The English (AKA the Shakespearean) Sonnet contains three quatrains (4 lines), each with an independent pair of alternating rhymes. Both a shift and a turn occur respectively before and after the third quatrain. There is a basic meter (the syllable beat of the line) which is usually iambic and usually pentameter (five stressed syllables) - but, unless you are very English, Shakespeare, formal or suffer from OCD, you may ignore that aspect. In fact, you may have 1, 2 or 3 quatrains, but must have the couplet at the end. So your poem can end up being 6, 10 or 14 lines.


  1. I too shy away from writing in forms, though I am not adverse to starting with a form and then abusing it to my own delight.
    Looks like this suggestion is along those lines.

  2. I think that writing in form is an excellent way to approach a difficult subject. I know that when I tried to write a poem last summer about the death of a dear friend, what finally allowed me to enter the subject was when I tried to write it as a sestina.
    I'm not sure why this is - but I'm sure I'm not alone in this. Perhaps, form adds some distance & objectivity? In the final poem, I departed from the strict form in favor of the meaning I wanted.

  3. I was a bit disappointed to see that you offered the challenge of a sonnet, but later reduced it to the option of even so little as a single quatrain and a couplet. It makes me wonder if you thought perhaps too few poets would respond if the prompt was to write in classic sonnet form. I feel that the modern sonnet allows a lot of freedom, but a sonnet should be still be a sonnet.

    I'm not "very English, Shakespeare, formal or suffer from OCD," but I think the discipline of trying a poetic form should be a challenge.

    Sonnets have form for a reason and by reducing it to as little as one quatrain and a couplet takes out the beauty of the 'turn' that occurs between the octave and the sestet. Have more faith in us, please.

  4. MK
    I agree. Still, I will n ormally get about 50 submissions for an "average" prompt, form always brings less - for this prompt, 14 submissions.

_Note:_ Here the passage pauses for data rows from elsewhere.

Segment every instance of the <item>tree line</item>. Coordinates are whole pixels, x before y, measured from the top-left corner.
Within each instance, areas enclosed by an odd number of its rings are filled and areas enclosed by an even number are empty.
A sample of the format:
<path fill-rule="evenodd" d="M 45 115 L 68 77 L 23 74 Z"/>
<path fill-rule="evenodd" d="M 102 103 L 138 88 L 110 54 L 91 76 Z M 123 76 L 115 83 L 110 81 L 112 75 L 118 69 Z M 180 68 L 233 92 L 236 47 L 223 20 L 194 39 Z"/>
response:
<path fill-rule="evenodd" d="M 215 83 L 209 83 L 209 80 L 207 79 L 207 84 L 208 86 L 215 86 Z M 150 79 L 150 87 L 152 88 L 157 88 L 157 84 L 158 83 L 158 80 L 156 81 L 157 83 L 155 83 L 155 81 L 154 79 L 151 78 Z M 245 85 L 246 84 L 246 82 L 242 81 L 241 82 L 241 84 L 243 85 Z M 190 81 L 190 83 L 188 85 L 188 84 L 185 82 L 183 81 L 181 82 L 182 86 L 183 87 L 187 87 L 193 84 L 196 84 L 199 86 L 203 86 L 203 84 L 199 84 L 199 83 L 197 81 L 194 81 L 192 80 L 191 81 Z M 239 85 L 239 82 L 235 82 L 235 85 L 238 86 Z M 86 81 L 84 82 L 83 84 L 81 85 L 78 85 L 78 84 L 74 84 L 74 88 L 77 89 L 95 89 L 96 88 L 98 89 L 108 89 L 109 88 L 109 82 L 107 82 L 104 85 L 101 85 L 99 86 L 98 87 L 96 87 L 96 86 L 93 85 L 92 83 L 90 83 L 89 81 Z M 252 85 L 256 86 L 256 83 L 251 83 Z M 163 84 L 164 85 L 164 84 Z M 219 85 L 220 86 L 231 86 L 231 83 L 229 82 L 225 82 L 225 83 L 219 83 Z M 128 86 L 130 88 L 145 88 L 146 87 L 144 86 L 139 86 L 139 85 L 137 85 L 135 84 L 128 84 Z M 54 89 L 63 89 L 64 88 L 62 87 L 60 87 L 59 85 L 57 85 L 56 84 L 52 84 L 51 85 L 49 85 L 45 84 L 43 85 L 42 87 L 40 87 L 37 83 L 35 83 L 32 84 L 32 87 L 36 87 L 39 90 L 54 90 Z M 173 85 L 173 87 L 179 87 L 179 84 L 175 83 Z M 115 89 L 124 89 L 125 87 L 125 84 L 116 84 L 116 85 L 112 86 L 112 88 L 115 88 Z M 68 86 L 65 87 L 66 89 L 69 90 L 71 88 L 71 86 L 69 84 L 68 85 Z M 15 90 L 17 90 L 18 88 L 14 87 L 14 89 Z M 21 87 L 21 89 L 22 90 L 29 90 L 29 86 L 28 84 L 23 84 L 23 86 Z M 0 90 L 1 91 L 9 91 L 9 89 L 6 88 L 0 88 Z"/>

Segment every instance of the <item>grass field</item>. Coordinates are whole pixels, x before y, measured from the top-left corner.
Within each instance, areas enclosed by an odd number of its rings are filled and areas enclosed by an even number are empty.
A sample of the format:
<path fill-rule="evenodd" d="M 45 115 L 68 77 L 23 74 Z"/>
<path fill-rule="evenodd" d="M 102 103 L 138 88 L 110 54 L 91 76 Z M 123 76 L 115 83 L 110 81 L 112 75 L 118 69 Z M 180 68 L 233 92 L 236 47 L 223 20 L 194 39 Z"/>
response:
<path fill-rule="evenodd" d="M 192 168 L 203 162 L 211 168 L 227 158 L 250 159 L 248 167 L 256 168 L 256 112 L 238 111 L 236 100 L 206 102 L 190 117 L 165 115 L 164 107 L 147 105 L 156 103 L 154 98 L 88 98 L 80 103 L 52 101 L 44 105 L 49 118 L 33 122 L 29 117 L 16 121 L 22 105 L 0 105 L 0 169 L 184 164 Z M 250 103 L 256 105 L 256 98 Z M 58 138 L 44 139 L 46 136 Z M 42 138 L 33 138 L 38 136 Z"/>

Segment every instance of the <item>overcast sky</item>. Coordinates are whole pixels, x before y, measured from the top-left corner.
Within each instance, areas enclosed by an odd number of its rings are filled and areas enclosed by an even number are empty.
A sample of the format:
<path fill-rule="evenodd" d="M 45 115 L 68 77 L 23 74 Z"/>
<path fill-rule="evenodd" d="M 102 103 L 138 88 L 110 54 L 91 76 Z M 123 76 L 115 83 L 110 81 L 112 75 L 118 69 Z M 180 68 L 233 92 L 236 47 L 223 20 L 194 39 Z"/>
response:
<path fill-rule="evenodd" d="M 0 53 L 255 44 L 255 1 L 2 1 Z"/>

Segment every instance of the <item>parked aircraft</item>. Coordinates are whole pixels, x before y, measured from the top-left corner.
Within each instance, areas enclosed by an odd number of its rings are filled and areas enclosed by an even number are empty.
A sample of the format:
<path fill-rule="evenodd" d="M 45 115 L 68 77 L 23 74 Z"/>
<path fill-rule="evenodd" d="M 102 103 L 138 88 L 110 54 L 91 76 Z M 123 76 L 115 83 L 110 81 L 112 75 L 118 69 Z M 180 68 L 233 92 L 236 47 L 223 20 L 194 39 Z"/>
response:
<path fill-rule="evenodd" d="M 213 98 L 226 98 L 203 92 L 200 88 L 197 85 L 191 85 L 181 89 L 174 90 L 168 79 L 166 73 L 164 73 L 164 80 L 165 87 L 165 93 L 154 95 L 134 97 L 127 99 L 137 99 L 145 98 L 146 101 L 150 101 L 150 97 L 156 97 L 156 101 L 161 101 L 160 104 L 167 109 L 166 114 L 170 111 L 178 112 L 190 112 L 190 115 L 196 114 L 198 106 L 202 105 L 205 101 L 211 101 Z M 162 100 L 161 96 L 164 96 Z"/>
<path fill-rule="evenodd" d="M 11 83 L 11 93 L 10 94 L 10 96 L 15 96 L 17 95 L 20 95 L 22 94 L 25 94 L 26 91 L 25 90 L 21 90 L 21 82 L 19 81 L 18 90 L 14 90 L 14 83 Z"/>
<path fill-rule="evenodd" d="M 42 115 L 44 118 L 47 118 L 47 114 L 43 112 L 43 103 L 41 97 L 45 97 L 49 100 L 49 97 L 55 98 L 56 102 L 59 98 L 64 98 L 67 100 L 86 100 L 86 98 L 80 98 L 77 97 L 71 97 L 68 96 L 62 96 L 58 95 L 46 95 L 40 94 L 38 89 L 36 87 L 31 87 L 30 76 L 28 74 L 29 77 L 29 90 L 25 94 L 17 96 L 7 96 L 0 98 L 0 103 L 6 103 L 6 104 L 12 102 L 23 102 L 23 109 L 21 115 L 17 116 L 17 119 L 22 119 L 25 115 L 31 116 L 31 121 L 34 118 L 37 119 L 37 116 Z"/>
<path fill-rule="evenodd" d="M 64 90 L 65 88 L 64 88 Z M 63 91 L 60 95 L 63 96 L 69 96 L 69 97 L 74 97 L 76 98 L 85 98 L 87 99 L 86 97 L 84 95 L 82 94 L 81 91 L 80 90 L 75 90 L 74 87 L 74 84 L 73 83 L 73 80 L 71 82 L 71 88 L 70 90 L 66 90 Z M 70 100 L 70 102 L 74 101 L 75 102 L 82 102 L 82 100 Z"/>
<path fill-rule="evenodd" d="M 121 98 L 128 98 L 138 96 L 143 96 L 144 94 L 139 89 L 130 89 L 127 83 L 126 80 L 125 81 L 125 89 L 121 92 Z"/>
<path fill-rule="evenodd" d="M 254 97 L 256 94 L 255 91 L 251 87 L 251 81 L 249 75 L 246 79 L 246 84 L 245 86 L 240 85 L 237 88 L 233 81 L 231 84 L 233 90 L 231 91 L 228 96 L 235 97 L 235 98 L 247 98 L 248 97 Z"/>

    And that's with a pretty popular theme - death.

    I know that any general prompt (love, seasonal etc.) will bring more poems. I know that a good number of them were not written specifically for the prompt or even for Poets Online. They get pulled out of notebooks and binders. This I do have faith in... and I'm OK with that, can't control that, would prefer readers trying something new. Poets sharing poems is ultimately what happen with an online site.

    Maybe I shouldn't have mentioned "sonnet" at all. I could have invented a 6 line form. There could be a "turn" after line four. There's a turn in a haiku. Tanka does a lot in a few lines.

    Almost every prompt is open to be interpreted formally. If that's how you feel it, use it. I was hoping that some readers might see form (from the apparently frightening sonnet to my reductionist form) as a way to enter a difficult topic. Updike didn't write a sonnet but he did use form to contain feeling.

    Thanks for your comment.

  5. Thanks for sharing this with us. I've often wondered how many poems are submitted for various prompts. Each of us finds some prompts more natural to work with than others, but it's clear (from what you've said) that a classic form seems to result in far fewer poems. While I happen to love sonnets and all those beautiful sonnet sequences, I'd probably not respond if you asked for a villanelle or even a sestina. I've found my many attempts in both those forms to sound too forced--as if the form takes over my thoughts and I lose sight of what I want to say. It would be great if people would share (in this blog) whether they attempted this prompt and just felt the result wasn't what they felt ready to submit.

    As for the tanka idea--now that would make a good prompt! What I love about Poets Online is the wide variety of model poems and prompts you've given over the years. It's great to stroll through the Archives and read the really excellent poems so many poets have contributed to the site. Thanks for keeping this site both interesting and challenging!